Yale Hukuk Okulu’nda Paul Tsai China Center’ın yönetici müdürü olan Robert Williams, Huawei’ye karşı başlatılan cezai soruşturmaların, ticaret müzakerelerine doğrudan bağlı olmadığını söyledi.
Uzman Robert Williams, Amerikan sisteminin bu şekilde çalışmadığını vurgulayarak ABD’nin Huawei’ye karşı yaptığı suçlamaların Pekin ile Washington arasındaki devam eden ticaret müzakerelerine doğrudan bağlı olmadığını belirtti. Amerika Birleşik Devletleri Adalet Bakanlığı Pazartesi günü Huawei CFO’su Meng Wanzhou’ya karşı suçlama yapmış, bakan vekili Matthew Whittaker Wanzhou’nun Kanada’dan iadesini istediğini açıklamıştı.

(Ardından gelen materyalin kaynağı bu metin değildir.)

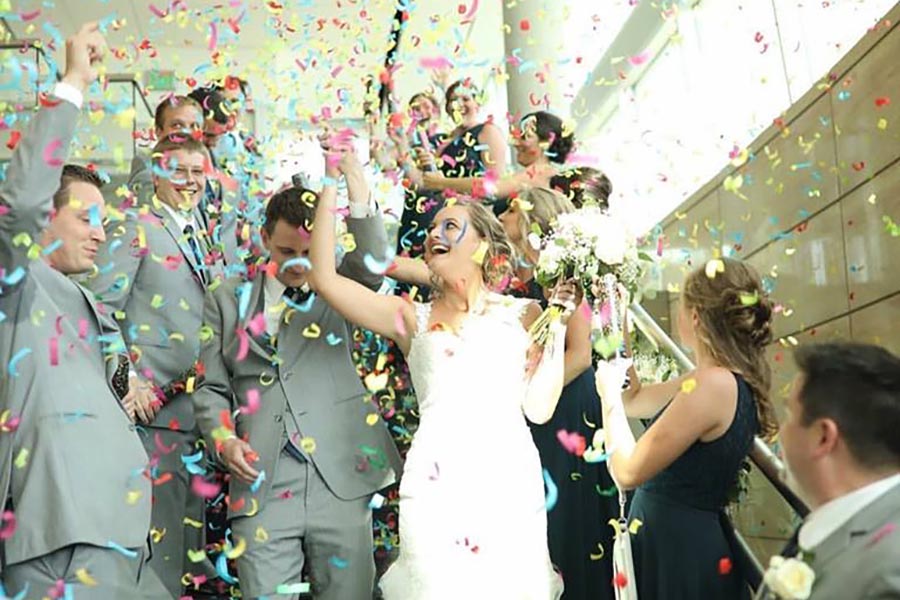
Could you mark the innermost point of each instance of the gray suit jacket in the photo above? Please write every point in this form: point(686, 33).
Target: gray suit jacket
point(149, 277)
point(311, 387)
point(862, 558)
point(73, 468)
point(217, 212)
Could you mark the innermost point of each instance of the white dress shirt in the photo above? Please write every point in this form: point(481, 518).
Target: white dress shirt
point(181, 219)
point(273, 303)
point(832, 515)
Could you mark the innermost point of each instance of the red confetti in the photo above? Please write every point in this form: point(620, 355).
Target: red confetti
point(725, 566)
point(14, 137)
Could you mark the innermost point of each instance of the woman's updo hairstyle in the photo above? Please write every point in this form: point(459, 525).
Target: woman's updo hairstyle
point(550, 131)
point(735, 326)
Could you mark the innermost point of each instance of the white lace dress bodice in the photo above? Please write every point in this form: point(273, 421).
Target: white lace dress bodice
point(472, 508)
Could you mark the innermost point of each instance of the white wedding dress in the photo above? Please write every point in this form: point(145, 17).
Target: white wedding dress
point(473, 522)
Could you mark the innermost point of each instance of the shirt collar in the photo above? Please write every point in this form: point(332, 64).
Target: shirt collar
point(831, 516)
point(182, 219)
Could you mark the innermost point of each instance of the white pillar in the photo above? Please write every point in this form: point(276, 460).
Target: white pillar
point(535, 32)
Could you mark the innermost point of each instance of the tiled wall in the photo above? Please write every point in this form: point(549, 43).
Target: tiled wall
point(816, 209)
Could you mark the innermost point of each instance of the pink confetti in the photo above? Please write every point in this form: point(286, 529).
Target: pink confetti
point(54, 352)
point(399, 323)
point(243, 344)
point(257, 324)
point(159, 13)
point(49, 150)
point(9, 525)
point(213, 35)
point(204, 489)
point(157, 439)
point(471, 14)
point(639, 59)
point(438, 62)
point(252, 402)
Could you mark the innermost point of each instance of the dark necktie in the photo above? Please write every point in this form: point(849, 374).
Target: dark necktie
point(296, 295)
point(194, 243)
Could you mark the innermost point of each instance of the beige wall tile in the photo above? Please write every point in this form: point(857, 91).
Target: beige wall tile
point(879, 324)
point(805, 273)
point(872, 237)
point(792, 177)
point(780, 355)
point(863, 146)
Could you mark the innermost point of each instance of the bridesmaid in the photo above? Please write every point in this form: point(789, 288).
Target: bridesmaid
point(687, 461)
point(579, 537)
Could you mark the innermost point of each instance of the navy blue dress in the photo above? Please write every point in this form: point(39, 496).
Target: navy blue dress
point(679, 550)
point(578, 534)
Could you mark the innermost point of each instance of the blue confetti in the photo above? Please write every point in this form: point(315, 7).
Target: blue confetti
point(552, 491)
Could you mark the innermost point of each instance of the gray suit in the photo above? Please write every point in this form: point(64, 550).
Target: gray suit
point(152, 280)
point(309, 390)
point(73, 470)
point(216, 212)
point(861, 560)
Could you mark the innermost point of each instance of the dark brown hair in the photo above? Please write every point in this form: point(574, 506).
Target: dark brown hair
point(735, 326)
point(583, 185)
point(858, 387)
point(172, 102)
point(70, 174)
point(294, 205)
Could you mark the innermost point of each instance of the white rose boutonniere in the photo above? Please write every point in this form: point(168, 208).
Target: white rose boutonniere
point(789, 578)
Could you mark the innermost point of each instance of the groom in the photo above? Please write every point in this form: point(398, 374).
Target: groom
point(284, 408)
point(842, 447)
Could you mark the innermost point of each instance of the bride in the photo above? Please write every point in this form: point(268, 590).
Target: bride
point(472, 503)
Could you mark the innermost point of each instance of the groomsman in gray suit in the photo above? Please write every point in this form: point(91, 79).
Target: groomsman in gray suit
point(841, 442)
point(154, 270)
point(74, 474)
point(283, 405)
point(216, 213)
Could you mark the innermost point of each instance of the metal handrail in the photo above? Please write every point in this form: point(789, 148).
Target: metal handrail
point(761, 455)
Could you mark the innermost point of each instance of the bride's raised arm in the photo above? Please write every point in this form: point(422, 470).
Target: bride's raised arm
point(390, 316)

Bu suçlamalar, Çin Devlet Başkanı Yardımcısı Liu He liderliğindeki bir Çin heyetinin, tarifeler konusunda uzlaşma için Amerikan yetkililerle görüşmesinden birkaç gün önce geldi.Haliyle müzakerelerin hemen öncesinde ABD’den gelen bu hamle dikkat çekti ve piyasaları kötü etkiledi. Uzmanlar da Huawei tedirginliğinin Asya borsalarını geriletmesi ile yatırımcıların yönünü altın gibi güvenli liman varlıklarına çevirmesine sebep olduğu yönünde yorumlar yaptı ki altın fiyatları Huawei tedirginliği ile 7 ayın zirvesini gördü. Çin hükümeti ise ABD Adalet Bakanlığı’nın Huawei ve şirketin CFO’su hakkındaki suçlamaların arkasında siyasi manipülasyonların olduğunu savundu.
Hükümet sözcüsü Shuang; “ABD ile Kanada arasındaki suçluların iadesi anlaşmasının suistimal edilmesi ve Çin vatandaşlarına zorlayıcı tedbirlerin mantıksızca dayatılması, Çin vatandaşlarının meşru hak ve çıkarlarının ihlalidir” dedi. Konuyla ilgili görüş bildiren Yale Hukuk Okulu’ndan Robert Williams da; “Bunun doğrudan ticaret müzakerelerine bağlı olduğunu söyleyebileceğimizi sanmıyorum. Bu yalnızca ABD’de kanunları uygulama sisteminin çalışma şekli değil, ABD Adalet Bakanlığı’nın çalışma şekli değil” ifadelerini kullandı.
“Bir adım geri atmalı ve bunu ABD Adalet Bakanlığı içindeki daha büyük bir çabanın parçası olarak görmeliyiz” diyen Williams, açıklamalarıyla dikkat çekti. Sonuçta ABD, Meng Wanzhou, Huawei ve Hong Kong merkezli bir yan kuruluş olan Skycom Technologies’i yolsuzluk, banka ve para dolandırıcılığı, teknoloji hırsızlığı suçlamaları, İran yaptırımlarını ihlal etme ile suçluyordu. İddianamede ayrıca Huawei’in ABD’li T-Mobile’ın ticari sırlarını çaldığı da yer alıyordu.
Örneğin; National University of Singapore Business School’dan Alex Capri, Huawei’i iki süper güç arasındaki anlaşmazlığın simgesi olarak tanımladı. Bugün verdiği bir demeçte Capri; “bu ilişki söz konusu olduğunda Huawei’in ABD ve Çin’in karşılatığı tüm zorlukları her şeyi temsil ettiği konusunda şüphe yok” dedi.
İlaveten Capri, suçlamaların Pekin’e Washington’la olan ilişkisindeki bazı yapısal çekişmeli konularda geri çekilmeyi düşünmeleri için ilave bir teşvik sağladığını aktardı. Bunlara; fikri mülkiyet koruması, zorla teknoloji transferleri ve devlete ait işletmelere sübvansiyonlar sağlamak dahildi. Capri’ye göre Huawei devlete ait bir şirket olmasa da Pekin’den büyük miktarda mali destek almıştı.